Non seulement nous décrivons dans les chroniques des résultats de recherche scientifique, mais nous montrons aussi l’importance du rôle de la vulgarisation scientifique. J’ai ainsi réalisé très récemment une entrevue avec l’acteur français Thierry Lhermitte, qui s’investit dans la vulgarisation médicale française en effectuant des visites de laboratoire et en participant à des émissions de radio et télévision françaises. Afin d’étendre ce lien à la communauté francophone ouest-canadienne, une version télévisuelle sera présentée dès la fin du mois de janvier 2017 au cours du Téléjournal diffusé dans les provinces de l'Ouest.

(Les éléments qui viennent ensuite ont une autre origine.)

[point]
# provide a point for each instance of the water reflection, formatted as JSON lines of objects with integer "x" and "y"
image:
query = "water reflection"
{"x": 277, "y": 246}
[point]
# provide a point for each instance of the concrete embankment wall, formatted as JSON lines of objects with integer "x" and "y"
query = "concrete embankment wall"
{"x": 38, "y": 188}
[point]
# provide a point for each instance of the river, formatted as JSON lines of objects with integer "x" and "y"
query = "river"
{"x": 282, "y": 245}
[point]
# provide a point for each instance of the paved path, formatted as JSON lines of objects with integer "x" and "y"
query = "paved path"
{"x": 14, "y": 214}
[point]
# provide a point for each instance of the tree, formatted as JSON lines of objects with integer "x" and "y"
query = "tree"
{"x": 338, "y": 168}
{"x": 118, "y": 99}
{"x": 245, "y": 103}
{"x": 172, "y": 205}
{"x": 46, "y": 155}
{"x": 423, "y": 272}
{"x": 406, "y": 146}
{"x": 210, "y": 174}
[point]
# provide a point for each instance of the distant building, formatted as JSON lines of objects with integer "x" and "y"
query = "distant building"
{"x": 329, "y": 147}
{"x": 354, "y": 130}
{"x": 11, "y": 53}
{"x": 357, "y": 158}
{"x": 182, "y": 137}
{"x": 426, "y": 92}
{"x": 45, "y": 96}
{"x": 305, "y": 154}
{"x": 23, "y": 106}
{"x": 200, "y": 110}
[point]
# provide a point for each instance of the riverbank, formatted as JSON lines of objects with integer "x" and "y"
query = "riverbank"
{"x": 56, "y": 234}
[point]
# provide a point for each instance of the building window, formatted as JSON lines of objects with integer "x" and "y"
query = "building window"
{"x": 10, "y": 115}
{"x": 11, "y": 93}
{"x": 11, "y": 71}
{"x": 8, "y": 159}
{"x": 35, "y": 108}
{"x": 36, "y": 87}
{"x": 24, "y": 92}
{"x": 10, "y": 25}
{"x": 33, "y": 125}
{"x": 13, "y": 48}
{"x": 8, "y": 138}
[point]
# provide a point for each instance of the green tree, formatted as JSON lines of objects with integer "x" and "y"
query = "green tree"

Mon expertise dans le domaine des sciences, combinée à mon cursus universitaire, m’a ainsi donné l'occasion d’établir des liens entre les chercheurs anglophones ou francophones, d'une part, et la communauté franco-manitobaine, d'autre part. La vulgarisation scientifique ne sert pas qu’à la transmission d’un contenu scientifique, mais elle joue aussi un rôle primordial en éducation en construisant une vision du monde plus globale. Et tout comme l'éducation, l’information et l’accès aux nouvelles connaissances en sciences sont des droits, et ils devraient être exercés largement dans l’espace public.


  • Jean-Éric Ghia
    Ici Radio Canada Première

    Le parcours scientifique de Jean-Éric Ghia l’a conduit à l’obtention d’un doctorat en  neurosciences traitant du syndrome de l’intestin irritable et à un diplôme d’investigateur aux essais cliniques de médicaments, tous deux à l’Université de Strasbourg, France. Par la suite, il a rejoint, pendant six ans, le laboratoire du professeur Stephen M. Collins à l’Université de McMaster, à Hamilton, en Ontario. Fin 2010, il été recruté par le Département d’immunologie et de médecine interne, section de gastroentérologie, de l’Université du Manitoba, pour établir un laboratoire de recherche en neuro-immuno-gastroentérologie. Aujourd’hui, son laboratoire se focalise sur la recherche de nouvelles pistes thérapeutiques pour la maladie de Crohn et la recto-colite hémorragique. Il est aussi directeur de la recherche fondamentale en biologie gastro-intestinale au sein du Inflammatory bowel disease clinical and research Centre, dirigé par le professeur Charles Bernstein, et chercheur à l’Institut de recherche de l’Hôpital pour enfants du Manitoba. Il a obtenu un certificat en enseignement et éducation, puis s'est joint à l’International network for educational development and scholarship in bioscience, dirigé par le professeur Amara. Depuis la rentrée 2015, toutes les deux semaines, le mardi à 7 h 35, il anime la chronique Des éprouvettes et des hommes, à l’émission le 6-9 Manitoba, diffusée sur Ici Radio Canada Première Manitoba.